About
Cora F. Krömer studied Romance Philology and European Art History (BA) at Heidelberg University (2012), French-German Studies: Cross-border Communication and Cooperation (trinational MA) at Saarland University, University of Lorraine and University of Luxembourg (2014). She holds a PhD in French Literature/Romance Studies from Le Mans University (3L.AM laboratory). For her thesis about reading in the digital age, she analysed online reviews about three fictional works from Babelio, a francophone network for readers. The methodology included a MySQL database, the text analysis software Iramuteq and manual annotation in order to detect and classify reading experiences.
Are you interested to know more about the thesis? Read this. Or about the data set? Read this.
She is currently working as coordinator for “bwFDM” (Federal State Initiative for research data management in Baden-Württemberg) at Karlsruhe Institute of Technology in the KIT-Library (Research Services). “bwFDM” promotes the exchange between RDM actors in Baden-Württemberg and beyond by coordinating working groups on cross-cutting topics and joining (inter)national networks, supports the information plattform forschungsdaten.info, offers trainings, webinars and a certificate course in the future, organizes the E-Science-Tage, aims to establish the brand “bwFDM” and will coordinate the implementation of Baden-Württemberg’s research data strategy.

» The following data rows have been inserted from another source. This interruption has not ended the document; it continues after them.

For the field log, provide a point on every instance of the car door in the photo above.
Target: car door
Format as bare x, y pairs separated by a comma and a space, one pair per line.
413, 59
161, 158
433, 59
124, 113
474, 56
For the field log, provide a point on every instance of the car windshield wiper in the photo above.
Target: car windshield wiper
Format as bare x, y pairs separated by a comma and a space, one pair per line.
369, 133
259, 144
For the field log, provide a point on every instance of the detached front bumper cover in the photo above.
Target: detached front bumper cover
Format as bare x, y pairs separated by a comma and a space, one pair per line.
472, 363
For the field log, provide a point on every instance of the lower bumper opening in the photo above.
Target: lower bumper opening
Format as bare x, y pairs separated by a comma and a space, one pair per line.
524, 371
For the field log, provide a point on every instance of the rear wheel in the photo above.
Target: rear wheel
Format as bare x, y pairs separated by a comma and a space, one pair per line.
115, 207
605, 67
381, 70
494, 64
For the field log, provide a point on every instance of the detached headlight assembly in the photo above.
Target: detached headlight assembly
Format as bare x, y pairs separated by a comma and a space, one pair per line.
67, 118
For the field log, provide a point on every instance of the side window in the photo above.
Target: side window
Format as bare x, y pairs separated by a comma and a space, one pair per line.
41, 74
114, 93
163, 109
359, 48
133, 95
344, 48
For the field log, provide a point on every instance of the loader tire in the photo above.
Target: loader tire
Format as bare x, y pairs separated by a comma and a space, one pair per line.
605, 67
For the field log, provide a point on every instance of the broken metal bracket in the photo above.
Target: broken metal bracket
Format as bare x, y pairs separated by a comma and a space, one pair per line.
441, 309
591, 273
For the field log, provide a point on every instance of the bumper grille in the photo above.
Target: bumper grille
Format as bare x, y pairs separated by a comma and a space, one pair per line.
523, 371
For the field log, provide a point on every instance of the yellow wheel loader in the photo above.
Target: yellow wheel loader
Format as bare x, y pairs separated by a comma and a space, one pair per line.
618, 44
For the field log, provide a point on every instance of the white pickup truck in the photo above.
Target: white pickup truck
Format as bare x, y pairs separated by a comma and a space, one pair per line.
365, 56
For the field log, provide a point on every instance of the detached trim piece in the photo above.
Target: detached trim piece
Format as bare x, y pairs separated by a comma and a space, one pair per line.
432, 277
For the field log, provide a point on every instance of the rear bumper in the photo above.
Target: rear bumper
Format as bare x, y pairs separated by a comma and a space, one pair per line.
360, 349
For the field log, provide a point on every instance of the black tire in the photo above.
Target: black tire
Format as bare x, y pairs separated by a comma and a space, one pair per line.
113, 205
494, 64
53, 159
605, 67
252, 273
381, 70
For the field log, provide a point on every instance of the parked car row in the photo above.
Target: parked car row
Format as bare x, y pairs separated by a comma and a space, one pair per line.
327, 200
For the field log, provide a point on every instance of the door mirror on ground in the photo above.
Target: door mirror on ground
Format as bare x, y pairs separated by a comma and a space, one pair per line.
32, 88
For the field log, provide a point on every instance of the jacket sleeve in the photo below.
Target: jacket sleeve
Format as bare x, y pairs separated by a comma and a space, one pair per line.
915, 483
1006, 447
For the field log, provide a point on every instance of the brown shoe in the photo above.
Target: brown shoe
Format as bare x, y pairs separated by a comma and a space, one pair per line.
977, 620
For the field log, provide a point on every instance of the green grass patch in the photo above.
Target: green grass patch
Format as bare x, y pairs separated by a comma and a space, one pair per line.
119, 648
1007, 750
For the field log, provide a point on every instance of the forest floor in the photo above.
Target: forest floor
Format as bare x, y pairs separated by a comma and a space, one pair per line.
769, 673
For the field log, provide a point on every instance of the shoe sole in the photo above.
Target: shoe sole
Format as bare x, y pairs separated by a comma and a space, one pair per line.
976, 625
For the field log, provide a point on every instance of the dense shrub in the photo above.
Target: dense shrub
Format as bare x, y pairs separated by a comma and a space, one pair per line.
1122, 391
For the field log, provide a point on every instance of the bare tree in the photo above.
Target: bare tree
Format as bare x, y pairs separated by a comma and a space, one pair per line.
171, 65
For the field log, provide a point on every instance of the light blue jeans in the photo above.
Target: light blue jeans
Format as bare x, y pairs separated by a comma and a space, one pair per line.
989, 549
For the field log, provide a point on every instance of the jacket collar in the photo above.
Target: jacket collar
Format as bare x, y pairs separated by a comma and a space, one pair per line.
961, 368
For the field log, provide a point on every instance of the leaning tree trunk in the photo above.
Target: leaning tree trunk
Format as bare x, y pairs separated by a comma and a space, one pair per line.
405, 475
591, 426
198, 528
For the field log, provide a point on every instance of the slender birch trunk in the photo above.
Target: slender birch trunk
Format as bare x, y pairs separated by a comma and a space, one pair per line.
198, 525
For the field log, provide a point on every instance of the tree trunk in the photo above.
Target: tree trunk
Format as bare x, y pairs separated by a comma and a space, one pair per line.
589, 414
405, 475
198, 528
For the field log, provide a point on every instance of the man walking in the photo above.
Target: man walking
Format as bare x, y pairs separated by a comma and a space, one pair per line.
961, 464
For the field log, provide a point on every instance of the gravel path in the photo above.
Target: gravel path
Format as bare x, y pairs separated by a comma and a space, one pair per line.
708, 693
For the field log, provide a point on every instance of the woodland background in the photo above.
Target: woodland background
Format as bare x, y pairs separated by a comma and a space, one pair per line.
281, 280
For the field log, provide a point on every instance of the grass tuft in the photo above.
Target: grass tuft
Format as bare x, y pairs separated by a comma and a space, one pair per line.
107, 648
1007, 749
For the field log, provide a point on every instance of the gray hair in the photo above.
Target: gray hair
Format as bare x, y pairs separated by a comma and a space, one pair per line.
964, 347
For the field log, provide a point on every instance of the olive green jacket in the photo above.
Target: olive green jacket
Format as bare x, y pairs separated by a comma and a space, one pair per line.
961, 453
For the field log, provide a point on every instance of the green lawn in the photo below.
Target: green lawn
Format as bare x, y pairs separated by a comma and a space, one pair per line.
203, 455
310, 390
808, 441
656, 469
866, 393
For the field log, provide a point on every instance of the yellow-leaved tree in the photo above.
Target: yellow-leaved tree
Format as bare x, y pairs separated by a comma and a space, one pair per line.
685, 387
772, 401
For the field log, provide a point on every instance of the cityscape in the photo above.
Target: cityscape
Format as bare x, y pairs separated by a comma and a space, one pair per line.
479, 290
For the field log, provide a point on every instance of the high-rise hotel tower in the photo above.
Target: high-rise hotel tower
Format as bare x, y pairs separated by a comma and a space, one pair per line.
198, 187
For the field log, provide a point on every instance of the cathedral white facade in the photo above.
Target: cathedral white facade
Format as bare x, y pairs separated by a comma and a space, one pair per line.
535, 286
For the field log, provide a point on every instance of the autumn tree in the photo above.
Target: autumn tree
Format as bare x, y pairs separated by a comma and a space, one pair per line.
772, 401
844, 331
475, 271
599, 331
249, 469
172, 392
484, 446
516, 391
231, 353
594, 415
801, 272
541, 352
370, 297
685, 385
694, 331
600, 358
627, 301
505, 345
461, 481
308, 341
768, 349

From 2021 to 2023, she was working as research associate for the pilot project “eHumanities – interdisziplinär” (2018-2023) at the University Library Erlangen-Nuremberg (Friedrich-Alexander-Universität Erlangen-Nürnberg). eHumanities – interdisziplinär is developing new tools, support methods and best practice recommendations (i.e. DataCite, RDMO) for research data management and provides the website fdm-bayern.org. From 2022 to 2023, Cora was also engaged in the LaVe-project (2022-2023) dedicated at long term-archiving for research data.
Research interests
Cora F. Krömer’s research focus is on reading in the digital age, reading experiences and reading emotions. Her methodological focus is on quantitative methods for text analysis. In terms of material, she is focusing on social media posts, e.g. reviews from Babelio, Goodreads and LovelyBooks. She is also interested in new forms of scholarly publishing like Jupyter Notebooks. Open Access/Open Science in the Humanities and research data management are very important topics to her. She is currently developing her IT and coding skills, mostly in Python for data/text analysis and visualisation.
Keywords: reading studies, literature, computational literary studies, text analysis, research data, open science.